High Auto Insurance Rates? Lack of a College Degree to Blame?
A recent press release from Consumer Watchdog indicates that many of California’s insurers are in direct violation of Proposition 103, which established that car insurance rates would be based primarily on three factors:
- The safety record of the driver in question
- The number of miles that he or she drives each year
- The policy-holder’s years of driving experience
According to Proposition 103, insurers cannot consider any other factors in setting auto insurance rates in California without submitting them to California’s Commissioner of Insurance for approval — and in order to win approval, the factors have to be “substantially related to the risk of loss”.
It is obvious insurers weren’t happy about Proposition 103, but they’ve found a loophole by increasing across-the-board rates, then offering discounts to certain “groups” like those who work in “preferred” fields or those with special college degrees.
But have you ever wondered why auto insurance providers use your education and occupation to determine your rates? There are both simple and less obvious reasons for them doing so.

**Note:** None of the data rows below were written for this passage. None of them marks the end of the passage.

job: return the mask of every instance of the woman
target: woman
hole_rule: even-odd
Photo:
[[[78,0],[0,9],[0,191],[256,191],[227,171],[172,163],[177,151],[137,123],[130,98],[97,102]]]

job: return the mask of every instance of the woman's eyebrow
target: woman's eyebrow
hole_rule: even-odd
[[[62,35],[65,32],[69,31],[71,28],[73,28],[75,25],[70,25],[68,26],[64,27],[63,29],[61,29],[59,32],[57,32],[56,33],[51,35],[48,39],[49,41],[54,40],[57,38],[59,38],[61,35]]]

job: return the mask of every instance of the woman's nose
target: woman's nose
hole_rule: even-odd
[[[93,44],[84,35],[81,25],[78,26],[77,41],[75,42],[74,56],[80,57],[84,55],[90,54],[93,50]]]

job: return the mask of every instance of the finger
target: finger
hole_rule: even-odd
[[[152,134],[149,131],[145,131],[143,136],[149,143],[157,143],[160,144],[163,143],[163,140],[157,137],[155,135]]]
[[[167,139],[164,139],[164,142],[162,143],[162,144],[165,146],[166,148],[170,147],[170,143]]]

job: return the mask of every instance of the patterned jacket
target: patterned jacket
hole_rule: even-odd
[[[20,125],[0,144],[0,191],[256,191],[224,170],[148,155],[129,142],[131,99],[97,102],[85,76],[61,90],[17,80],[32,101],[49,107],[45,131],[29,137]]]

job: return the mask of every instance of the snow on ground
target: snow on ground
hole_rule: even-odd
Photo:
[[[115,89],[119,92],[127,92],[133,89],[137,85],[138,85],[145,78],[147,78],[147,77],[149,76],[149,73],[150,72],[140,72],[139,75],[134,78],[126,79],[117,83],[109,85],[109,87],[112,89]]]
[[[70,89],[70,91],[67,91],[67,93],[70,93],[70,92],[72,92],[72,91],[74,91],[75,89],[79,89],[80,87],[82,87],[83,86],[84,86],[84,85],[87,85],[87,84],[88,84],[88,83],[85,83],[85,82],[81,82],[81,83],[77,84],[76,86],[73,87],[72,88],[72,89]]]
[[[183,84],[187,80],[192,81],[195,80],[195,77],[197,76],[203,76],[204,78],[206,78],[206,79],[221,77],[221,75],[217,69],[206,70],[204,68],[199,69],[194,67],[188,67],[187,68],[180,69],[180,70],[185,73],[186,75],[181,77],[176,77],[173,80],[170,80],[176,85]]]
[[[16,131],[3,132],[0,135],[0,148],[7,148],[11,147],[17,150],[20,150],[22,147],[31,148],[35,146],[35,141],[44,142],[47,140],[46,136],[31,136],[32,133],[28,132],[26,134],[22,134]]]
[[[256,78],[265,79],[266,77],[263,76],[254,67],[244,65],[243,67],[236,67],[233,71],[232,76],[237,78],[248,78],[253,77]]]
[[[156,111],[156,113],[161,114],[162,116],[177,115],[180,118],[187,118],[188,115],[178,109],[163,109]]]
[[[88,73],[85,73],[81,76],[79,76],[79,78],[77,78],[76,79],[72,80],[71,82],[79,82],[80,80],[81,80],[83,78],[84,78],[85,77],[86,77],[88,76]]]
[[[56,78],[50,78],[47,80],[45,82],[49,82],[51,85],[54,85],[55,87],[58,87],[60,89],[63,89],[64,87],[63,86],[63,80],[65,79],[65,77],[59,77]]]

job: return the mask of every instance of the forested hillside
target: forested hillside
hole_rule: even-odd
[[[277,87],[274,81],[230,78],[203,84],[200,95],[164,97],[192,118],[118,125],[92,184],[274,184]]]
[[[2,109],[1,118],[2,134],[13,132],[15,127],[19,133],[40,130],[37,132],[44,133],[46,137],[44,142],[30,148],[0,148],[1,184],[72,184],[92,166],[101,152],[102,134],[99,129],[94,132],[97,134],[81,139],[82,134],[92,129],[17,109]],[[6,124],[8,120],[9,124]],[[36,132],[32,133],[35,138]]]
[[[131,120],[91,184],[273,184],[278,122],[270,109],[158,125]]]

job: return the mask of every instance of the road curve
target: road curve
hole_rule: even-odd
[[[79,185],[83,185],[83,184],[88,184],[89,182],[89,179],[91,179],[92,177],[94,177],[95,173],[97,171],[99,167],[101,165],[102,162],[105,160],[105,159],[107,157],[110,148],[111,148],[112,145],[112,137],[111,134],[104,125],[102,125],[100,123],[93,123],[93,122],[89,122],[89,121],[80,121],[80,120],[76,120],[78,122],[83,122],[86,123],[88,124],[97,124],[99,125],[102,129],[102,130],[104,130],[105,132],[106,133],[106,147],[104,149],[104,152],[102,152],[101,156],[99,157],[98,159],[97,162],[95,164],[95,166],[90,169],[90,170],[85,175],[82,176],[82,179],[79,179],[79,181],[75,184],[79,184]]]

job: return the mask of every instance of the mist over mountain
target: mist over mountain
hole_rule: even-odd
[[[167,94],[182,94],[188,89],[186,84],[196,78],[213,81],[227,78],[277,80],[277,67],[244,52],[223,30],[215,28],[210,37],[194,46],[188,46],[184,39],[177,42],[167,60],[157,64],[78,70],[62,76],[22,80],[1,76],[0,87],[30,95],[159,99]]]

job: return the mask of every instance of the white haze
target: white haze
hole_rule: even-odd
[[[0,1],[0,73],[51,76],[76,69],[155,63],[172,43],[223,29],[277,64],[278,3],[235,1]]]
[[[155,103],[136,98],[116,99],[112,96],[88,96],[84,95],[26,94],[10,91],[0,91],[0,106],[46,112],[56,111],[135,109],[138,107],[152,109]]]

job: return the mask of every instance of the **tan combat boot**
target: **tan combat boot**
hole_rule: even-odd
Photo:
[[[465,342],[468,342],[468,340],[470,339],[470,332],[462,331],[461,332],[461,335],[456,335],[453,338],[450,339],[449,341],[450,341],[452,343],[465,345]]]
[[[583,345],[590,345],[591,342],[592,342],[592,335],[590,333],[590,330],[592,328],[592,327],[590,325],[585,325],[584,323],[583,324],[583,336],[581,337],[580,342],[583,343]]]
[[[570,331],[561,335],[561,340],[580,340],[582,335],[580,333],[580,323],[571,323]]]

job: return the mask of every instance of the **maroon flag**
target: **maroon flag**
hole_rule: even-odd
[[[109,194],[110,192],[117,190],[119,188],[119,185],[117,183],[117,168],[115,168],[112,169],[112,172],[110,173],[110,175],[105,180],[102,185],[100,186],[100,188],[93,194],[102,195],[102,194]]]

Some occupations are proven to attract high risk drivers while others attract prudent drivers. For example, scientists pay some of the lowest auto insurance rates. Why, you wonder? A scientist does his or her significant research at a company that pays them to be meticulous and find valuable information. These people often take those careful practices from work and use them on the road. Scientists are considered to be careful individuals that think things through and always pay full attention at what they are doing.
Teachers, engineers, and pilots are also in the most-preferred tier. These occupations do not attract the risk-taking, boasting behavior of stock brokers, restaurateurs, and the like. Insurance companies assume that the analytic mindset of scientists, engineers, teachers, pilots, and similar professionals is reflected in their driving habits.
Any other reasons why doctors pay less for auto insurance coverage than manual laborers? Yes, drivers with “preferred” occupations file fewer claims than drivers with “high-risk” occupations. The term “risk” here translates more accurately as “risk of filing an insurance claim” instead of “risk of getting into a car accident.” For example, a doctor with a $200,000 salary involved in a minor fender-bender is much more likely to pay for damages out of pocket than a laborer making $12 an hour. In other words, people with high-paying jobs file fewer auto insurance claims.